# Quickstart-SGLang
This document describes how to install unified-cache-management with SGLang on cuda platform.

## Prerequisites
- SGLang >= 0.5.5, device=cuda

## Step 1: UCM Installation

We offer 3 options to install UCM.

### Option 1: Setup from docker

#### Official pre-built image

```bash
docker pull unifiedcachemanager/ucm-sglang:latest
```

Then run your container using following command.
```bash
# Use `--ipc=host` to make sure the shared memory is large enough.
docker run --rm \
    --gpus all \
    --network=host \
    --ipc=host \
    -v <path_to_your_models>:/home/model \
    -v <path_to_your_storage>:/home/storage \
    --name <name_of_your_container> \
    -it unifiedcachemanager/ucm-sglang:latest
```

#### Build image from source
Download the pre-built `lmsysorg/sglang:v0.5.5.post3` docker image and build unified-cache-management docker image by commands below:
 ```bash
 # Build docker image using source code, replace <branch_or_tag_name> with the branch or tag name needed
 git clone --depth 1 --branch <branch_or_tag_name> https://github.com/ModelEngine-Group/unified-cache-management.git
 cd unified-cache-management
 docker build -t ucm-sglang:latest -f ./docker/Dockerfile.sglang_gpu ./
 ```


### Option 2: Build from source
1. Prepare SGLang Environment

    For the sake of environment isolation and simplicity, we recommend preparing the SGLang environment by pulling the official, pre-built SGLang Docker image.

    ```bash
    docker pull lmsysorg/sglang:v0.5.5.post3
    ```
    Use the following command to run your own container:
    ```bash
    # Use `--ipc=host` to make sure the shared memory is large enough.
    docker run \
        --gpus all \
        --network=host \
        --ipc=host \
        -v <path_to_your_models>:/home/model \
        -v <path_to_your_storage>:/home/storage \
        --entrypoint /bin/bash \
        --name <name_of_your_container> \
        -it lmsysorg/sglang:v0.5.5.post3
    ```
    Refer to [Using docker](https://docs.sglang.io/get_started/install.html#method-3-using-docker) for more information to run your own SGLang container.

2. Build from source code

    Follow commands below to install unified-cache-management:

    ```bash
    # Replace <branch_or_tag_name> with the branch or tag name needed
    git clone --depth 1 --branch <branch_or_tag_name> https://github.com/ModelEngine-Group/unified-cache-management.git
    cd unified-cache-management
    export PLATFORM=cuda
    pip install -v -e . --no-build-isolation
    ```

3. Apply SGLang Integration Patches (Required)

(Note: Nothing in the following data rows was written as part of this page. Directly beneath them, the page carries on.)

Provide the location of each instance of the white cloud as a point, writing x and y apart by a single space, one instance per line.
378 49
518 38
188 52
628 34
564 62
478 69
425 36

    To enable Unified Cache Management (UCM) integration with SGLang, you must **manually apply the corresponding SGLang patch**.

    You may directly navigate to the SGLang source directory, which is usually located under `/sgl-workspace`:
    ```bash
    cd <path_to_sglang>
    ```
    Then apply the SGLang patch:

    ```bash
    git apply unified-cache-management/ucm/integration/sglang/patch/0.5.5/sglang-adapt.patch
    ```


### Option 3: Install by pip
1. Prepare SGLang Environment

    It is recommended to use a pre-build SGLang docker image, please follow the guide in Option 2.

2. Install by pip

    Install by pip or find the pre-build wheels on [Pypi](https://pypi.org/project/uc-manager/).
    ```bash
    export PLATFORM=cuda
    pip install uc-manager
    ```
> **Note:** If installing via `pip install`, you need to manually add the `config.yaml` file, similar to `unified-cache-management/examples/ucm_config_example.yaml`, because PyPI packages do not include YAML files.

## Step 2: Configuration

### Feature : Prefix Caching

UCM configuration is passed to SGLang via `--hicache-storage-backend-extra-config` in JSON format:

```bash
HICACHE_CONFIG='{"kv_connector_extra_config":{"ucm_connector_name":"UcmPipelineStore","ucm_connector_config":{"storage_backends":"/mnt/test"}}}'
```

Note: Replace `/mnt/test` with your actual storage directory.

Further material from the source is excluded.